Reconfigurable Out-of-Order System for Fluid Dynamics Computation Using Unstructured Mesh

Takayuki AKAMINE  Mohamad Sofian ABU TALIP  Yasunori OSANA  Naoyuki FUJITA  Hideharu AMANO  

IEICE TRANSACTIONS on Information and Systems   Vol.E97-D   No.5   pp.1225-1234
Publication Date: 2014/05/01
Online ISSN: 1745-1361
DOI: 10.1587/transinf.E97.D.1225
Type of Manuscript: PAPER
Category: Computer System
computational fluid dynamics (CFD),  field programmable gate array (FPGA),  scientific computations,  reconfigurable hardware,  out-of-order system,  

Full Text: PDF(1MB)>>
Buy this Article

Computational fluid dynamics (CFD) is an important tool for designing aircraft components. FaSTAR (Fast Aerodynamics Routines) is one of the most recent CFD packages and has various subroutines. However, its irregular and complicated data structure makes it difficult to execute FaSTAR on parallel machines due to memory access problem. The use of a reconfigurable platform based on field programmable gate arrays (FPGAs) is a promising approach to accelerating memory-bottlenecked applications like FaSTAR. However, even with hardware execution, a large number of pipeline stalls can occur due to read-after-write (RAW) data hazards. Moreover, it is difficult to predict when such stalls will occur because of the unstructured mesh used in FaSTAR. To eliminate this problem, we developed an out-of-order mechanism for permuting the data order so as to prevent RAW hazards. It uses an execution monitor and a wait buffer. The former identifies the state of the computation units, and the latter temporarily stores data to be processed in the computation units. This out-of-order mechanism can be applied to various types of computations with data dependency by changing the number of execution monitors and wait buffers in accordance with the equations used in the target computation.
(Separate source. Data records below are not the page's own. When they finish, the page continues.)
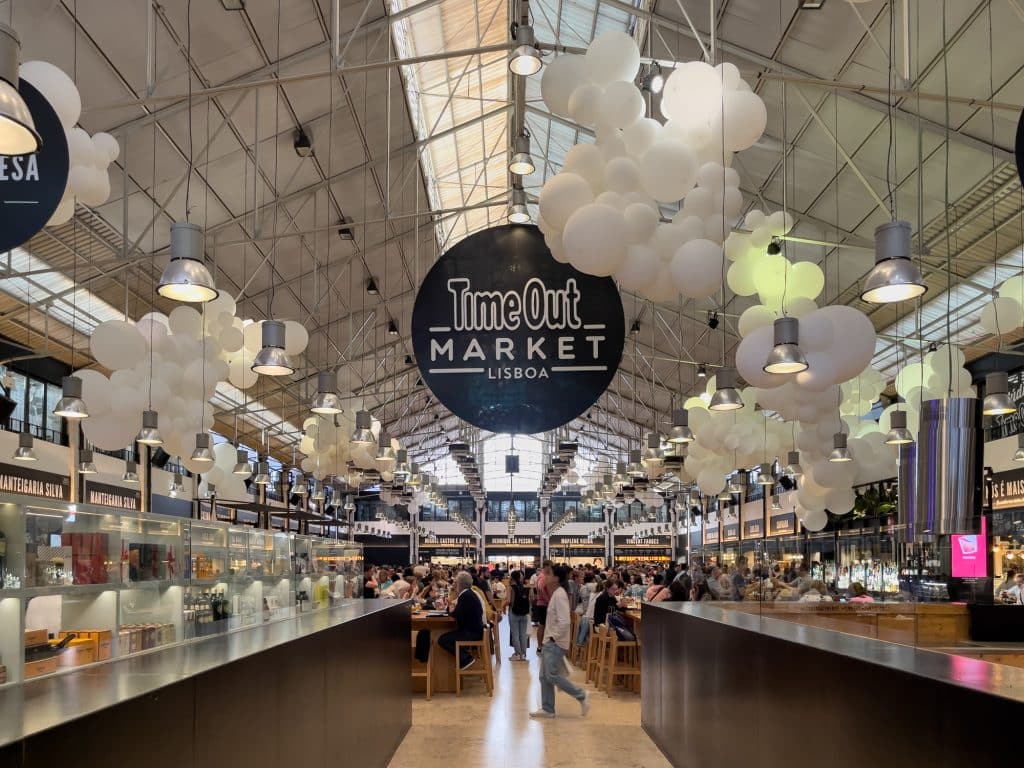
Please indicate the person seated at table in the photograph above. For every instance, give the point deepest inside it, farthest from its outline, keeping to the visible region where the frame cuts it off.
(468, 614)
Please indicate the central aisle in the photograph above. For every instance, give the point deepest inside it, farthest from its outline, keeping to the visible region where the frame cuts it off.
(475, 731)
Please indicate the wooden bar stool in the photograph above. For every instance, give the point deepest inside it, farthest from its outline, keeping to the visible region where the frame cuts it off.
(481, 652)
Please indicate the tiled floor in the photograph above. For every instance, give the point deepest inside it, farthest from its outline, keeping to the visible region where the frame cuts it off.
(477, 731)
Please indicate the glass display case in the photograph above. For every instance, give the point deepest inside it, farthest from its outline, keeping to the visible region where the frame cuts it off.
(81, 585)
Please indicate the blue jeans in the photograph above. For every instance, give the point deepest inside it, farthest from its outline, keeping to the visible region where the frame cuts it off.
(552, 674)
(518, 628)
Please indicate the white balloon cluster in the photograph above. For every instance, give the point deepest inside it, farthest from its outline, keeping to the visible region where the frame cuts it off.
(89, 157)
(601, 212)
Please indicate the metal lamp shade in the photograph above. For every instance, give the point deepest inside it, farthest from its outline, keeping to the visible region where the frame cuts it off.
(326, 400)
(271, 358)
(185, 276)
(71, 404)
(726, 397)
(785, 356)
(895, 276)
(17, 129)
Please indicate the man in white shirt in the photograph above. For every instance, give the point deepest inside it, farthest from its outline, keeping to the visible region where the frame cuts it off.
(554, 647)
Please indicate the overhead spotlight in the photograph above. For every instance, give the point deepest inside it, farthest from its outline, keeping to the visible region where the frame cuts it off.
(185, 276)
(894, 276)
(996, 400)
(303, 146)
(521, 163)
(525, 57)
(17, 130)
(518, 212)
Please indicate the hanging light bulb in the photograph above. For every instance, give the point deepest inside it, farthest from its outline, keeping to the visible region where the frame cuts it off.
(131, 472)
(894, 276)
(681, 432)
(785, 356)
(17, 130)
(525, 57)
(242, 466)
(326, 400)
(271, 359)
(25, 451)
(898, 433)
(997, 400)
(71, 404)
(840, 452)
(521, 164)
(202, 455)
(185, 276)
(150, 433)
(726, 397)
(85, 464)
(361, 435)
(518, 212)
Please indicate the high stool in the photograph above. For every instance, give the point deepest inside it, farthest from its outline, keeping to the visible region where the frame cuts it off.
(481, 652)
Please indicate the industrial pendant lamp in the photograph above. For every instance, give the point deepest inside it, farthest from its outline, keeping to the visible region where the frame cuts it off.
(681, 432)
(131, 472)
(17, 130)
(271, 359)
(25, 451)
(85, 464)
(326, 400)
(518, 213)
(185, 276)
(898, 433)
(726, 397)
(202, 455)
(785, 356)
(361, 434)
(840, 452)
(525, 57)
(150, 434)
(894, 276)
(521, 164)
(71, 406)
(997, 400)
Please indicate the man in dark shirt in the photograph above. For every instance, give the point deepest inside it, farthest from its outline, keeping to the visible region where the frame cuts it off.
(468, 614)
(605, 602)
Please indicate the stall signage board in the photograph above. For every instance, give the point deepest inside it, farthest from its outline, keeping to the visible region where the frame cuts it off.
(112, 496)
(26, 481)
(32, 185)
(511, 340)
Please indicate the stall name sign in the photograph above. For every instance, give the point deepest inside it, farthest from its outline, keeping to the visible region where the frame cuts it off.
(14, 479)
(509, 339)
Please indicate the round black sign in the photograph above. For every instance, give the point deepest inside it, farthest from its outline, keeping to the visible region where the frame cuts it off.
(509, 339)
(32, 185)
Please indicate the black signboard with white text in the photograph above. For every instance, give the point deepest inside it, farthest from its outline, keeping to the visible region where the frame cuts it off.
(509, 339)
(26, 481)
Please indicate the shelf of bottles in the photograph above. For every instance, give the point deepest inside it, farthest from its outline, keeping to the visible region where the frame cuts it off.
(85, 585)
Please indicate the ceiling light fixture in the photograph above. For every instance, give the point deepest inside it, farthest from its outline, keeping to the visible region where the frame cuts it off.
(525, 56)
(185, 276)
(894, 276)
(71, 404)
(17, 130)
(271, 359)
(726, 397)
(997, 400)
(785, 356)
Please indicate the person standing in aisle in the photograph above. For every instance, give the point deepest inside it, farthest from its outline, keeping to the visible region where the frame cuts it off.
(555, 643)
(518, 616)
An out-of-order system can be reconfigured by automatic changing of the parameters. Application of the proposed mechanism to five subroutines in FaSTAR showed that its use reduces the number of stalls to less than 1% compared to without the mechanism. In-order execution was speeded up 2.6-fold and software execution was speeded up 2.9-fold using an Intel Core 2 Duo processor with a reasonable amount of overhead.